Progress should give us more of what we want. But we’re finding out the future is too complicated for that. Yes the new era of BMW engines develop more torque and are better at every day drivability. But there is a character that will soon be forever lost with these engines. The honesty of a naturally aspirated engine will soon be forgotten and in its place the induction sound and endless torque. Yet another old technology that progress has made irrelevant.
My fear is that the accelerator will soon become the go button and the nuances of power delivery we all know and love will be gone. And gone too will be listening to an engine take on new character at every thousand RPM up the dial – the very soul of an engine.
So what do we have to look forward to?
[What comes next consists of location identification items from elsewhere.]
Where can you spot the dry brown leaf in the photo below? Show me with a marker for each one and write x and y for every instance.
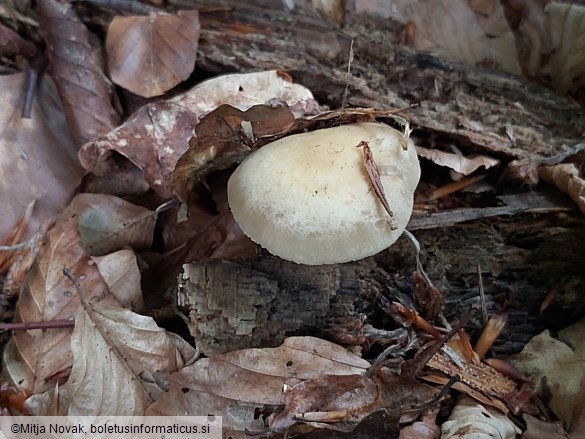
(76, 67)
(244, 90)
(457, 162)
(37, 359)
(567, 177)
(116, 354)
(224, 137)
(566, 24)
(122, 276)
(38, 161)
(241, 385)
(108, 223)
(149, 55)
(471, 419)
(426, 428)
(157, 135)
(342, 402)
(556, 368)
(153, 139)
(537, 429)
(460, 30)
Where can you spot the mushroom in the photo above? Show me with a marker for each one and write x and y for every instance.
(307, 198)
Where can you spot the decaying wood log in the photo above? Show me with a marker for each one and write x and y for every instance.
(479, 109)
(257, 302)
(522, 257)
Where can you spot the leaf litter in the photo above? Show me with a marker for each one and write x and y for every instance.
(291, 399)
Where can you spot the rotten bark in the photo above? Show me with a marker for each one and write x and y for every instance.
(258, 302)
(522, 257)
(479, 109)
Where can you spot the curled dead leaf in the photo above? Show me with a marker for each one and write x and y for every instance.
(567, 177)
(149, 55)
(76, 65)
(245, 387)
(114, 349)
(37, 359)
(108, 223)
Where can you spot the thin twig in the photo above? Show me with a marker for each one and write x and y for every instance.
(482, 296)
(376, 181)
(348, 75)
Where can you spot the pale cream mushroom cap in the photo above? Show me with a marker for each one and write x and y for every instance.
(307, 197)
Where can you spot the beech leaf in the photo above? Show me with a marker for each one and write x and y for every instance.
(108, 223)
(39, 159)
(37, 359)
(116, 353)
(76, 66)
(240, 384)
(149, 55)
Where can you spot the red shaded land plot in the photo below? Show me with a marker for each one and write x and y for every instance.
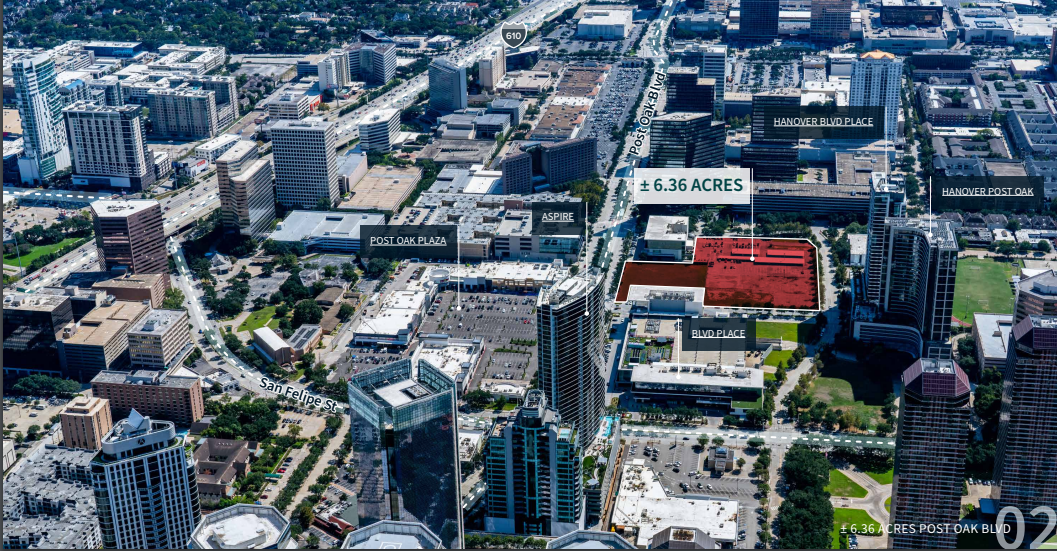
(759, 273)
(670, 274)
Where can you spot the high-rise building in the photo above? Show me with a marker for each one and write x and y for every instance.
(447, 86)
(109, 146)
(246, 189)
(1025, 462)
(930, 454)
(160, 340)
(375, 63)
(306, 162)
(40, 109)
(243, 526)
(130, 235)
(759, 20)
(405, 445)
(687, 92)
(571, 327)
(532, 466)
(876, 79)
(183, 112)
(773, 152)
(32, 327)
(831, 20)
(887, 200)
(98, 342)
(378, 129)
(919, 265)
(686, 141)
(172, 398)
(85, 422)
(493, 69)
(146, 487)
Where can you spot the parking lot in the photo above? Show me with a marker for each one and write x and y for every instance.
(610, 110)
(504, 323)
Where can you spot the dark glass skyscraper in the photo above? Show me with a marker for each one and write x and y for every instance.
(571, 327)
(930, 454)
(404, 440)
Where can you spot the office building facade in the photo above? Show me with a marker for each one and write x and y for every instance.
(759, 20)
(246, 190)
(109, 146)
(571, 327)
(687, 92)
(831, 20)
(686, 141)
(377, 131)
(85, 422)
(405, 444)
(533, 469)
(146, 487)
(306, 162)
(183, 113)
(447, 86)
(40, 109)
(876, 79)
(930, 447)
(130, 235)
(1025, 462)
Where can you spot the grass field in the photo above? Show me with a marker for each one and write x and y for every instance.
(37, 252)
(259, 318)
(846, 517)
(882, 478)
(778, 355)
(840, 485)
(982, 286)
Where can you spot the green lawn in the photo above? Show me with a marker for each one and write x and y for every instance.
(840, 485)
(779, 330)
(259, 318)
(37, 252)
(778, 355)
(982, 286)
(846, 517)
(882, 478)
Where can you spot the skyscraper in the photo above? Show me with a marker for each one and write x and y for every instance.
(919, 267)
(146, 487)
(1025, 462)
(571, 326)
(40, 109)
(686, 141)
(306, 162)
(405, 444)
(246, 189)
(876, 77)
(109, 146)
(759, 20)
(533, 470)
(831, 20)
(687, 92)
(131, 235)
(447, 86)
(887, 200)
(930, 454)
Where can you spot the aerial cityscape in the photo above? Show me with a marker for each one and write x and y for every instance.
(530, 274)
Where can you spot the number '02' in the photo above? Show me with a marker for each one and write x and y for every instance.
(1000, 522)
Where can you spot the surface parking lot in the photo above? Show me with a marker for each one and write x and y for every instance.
(504, 323)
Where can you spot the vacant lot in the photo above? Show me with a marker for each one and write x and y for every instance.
(982, 286)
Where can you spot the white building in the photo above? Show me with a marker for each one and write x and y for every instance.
(608, 24)
(876, 81)
(378, 130)
(148, 484)
(306, 162)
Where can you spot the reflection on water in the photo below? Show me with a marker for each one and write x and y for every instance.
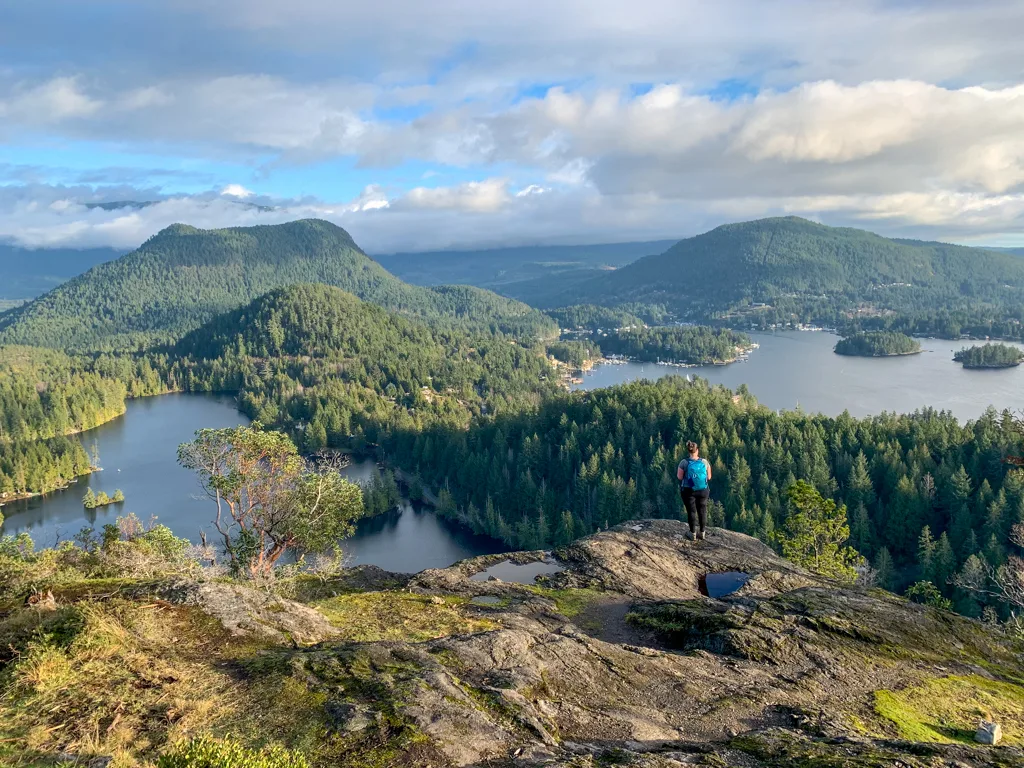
(138, 453)
(412, 539)
(724, 583)
(799, 369)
Speed for one. We know that BMW will up the ante in every way with these new turbocharged monsters. We also should expect smaller engines producing the same if not more power. And that means less weight and (most importantly in the eyes of society) much higher efficiency.
All is not lost but quite a bit of what BMW has hung their hats on for the past 40 years will be. Thus it’ll be up to the mad scientists of Munich to find BMW’s voice in this new world. They have a a tough road and there’s an enormous amount at stake. But if there’s one thing we’ve learned to do, it’s to trust them when it comes to designing and building powerplants.
Or you can just start scouring eBay for that pristine E46 M3.